From Romans to New Zealanders
World Globalization and the Challenges of a Business in Italy
For the first year Luca followed Franco's teachings both in the vineyard and in the winery and started attending agricultural courses. Unfortunately Franco's knowledge as a winemaker and vineyard tender was very poor and outdated vis a vis the challenges of modern viticulture and the competitive wine market. So it was that in 1996 Franco and Luca made wine in the winery at La Faula once again so as to be able to sell it in the following year. Looking back at the experience, there are many funny anecdotes, not to say tragic, that could be recounted of that 'adventure'. By the Spring of 1997 the wines were ready for sale. So Luca decided to open up a Frasca.
Frasca in Italian - Frascie in the Friulian idiom - means tree branch. It was a Roman habit to signpost with a tree branch a venue where wine was sold to drink. The city of Frascati in the Lazio Region takes its name from this habit and so does it renowned DOC wine. Despite the passing of two millenia, this way of advertising such a service still survives today in parts of Italy and Austria. Generally a small wine producer can go to his local Council and ask for a temporary licence, say of three, six months or as long as it takes, to sell his wine on the premises of his property. Once upon a time the farmers wife used to sell it in her own kitchen to any passer by or patron who wanted a glass, half a litre, a litre of wine or more.
The Frasca proved wery succesfull and from humble beginnings turned into a popular venue to have a glass of wine with a boiled egg. In fact, the licence of the Frasca only allows one to sell products that undergo a single transformation, i.e., grapes into wine and raw eggs into boiled eggs. It is prohibited to sell cheese or salami or other cured meats, because the milk and the meat have undergone several processes of transformation from raw material to finished product, hence they require authorized production premises. In that second year of activity it was clear that Luca could not manage the place by himself, and so he was helped by his mother who hand-washed hunderds of glasses and by his nice and nephew.
Paul, who had had a career first as a policeman in his native New Zealand and then as a lawyer in the City of London, transferred to Milan. He would come to La Faula on week-ends, but he could not serve behind the bar because he couldn't utter more than a few words of Italian. Even those few words were not very useful considering the fact that most of the locals only spoke the Friulian dialect and a poor Italian. In 1997 Paul gave up his job in Milan and joined Luca at La Faula.

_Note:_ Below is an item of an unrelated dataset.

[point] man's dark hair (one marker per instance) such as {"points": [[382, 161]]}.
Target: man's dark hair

In 1997 Luca started attending the courses organized by the Regional Authorities to become keeper of a farm-stay and applied for a licence to rent rooms for accomodation in the farmhouse. So it was that on 11th June 1997 Luca was authorised to rent out 6 bedrooms of the farmhouse to tourists. From thereon, the development of the business started. On the hospitality and accommodation side any idea and development was new because La Faula had never had that function. On the agricultural side, what there existed - i.e. the vinyard, the cows, the other crops - was initially maintained also in consideration of the fact that given the existing tools, machinery and farmhouse facilities it was impossible to even start changing anything without a thorough reorganization and investment plan.
Because Luca had brought the property donated to him by his father and Paul a conspicuous amount of money, in 1999 Paul and Luca formed a 50-50 business partnership. The result of that partnership has been a constant development of the business which still happens year after year. The first years were mainly focused on the hospitality side which yields faster rewards and the subsequent years on the improvement of the vine-growing and wine-making tecniques which only after many years are starting to yield some results.
Because La Faula is a small agricultural holding in a disadvantaged area, of necessity it needs to rely upon a mixed economy where both small business activities have to be highly specialized and of high quality. Given the current resources and economic outlook this is the only tenent upon which a business activity like this can survive. What this short history shows, in a very partial and incomplete way, is that La Faula is more than those who occupy it at any particular point of time. Luca and Paul have been privileged to have lived at La Faula in recent times. But, they know that their time at La Faula is passing and that just as it was enjoyed and developed by those who preceded them so it will be a Great Adventure for those who succeed them. Thank You La Faula!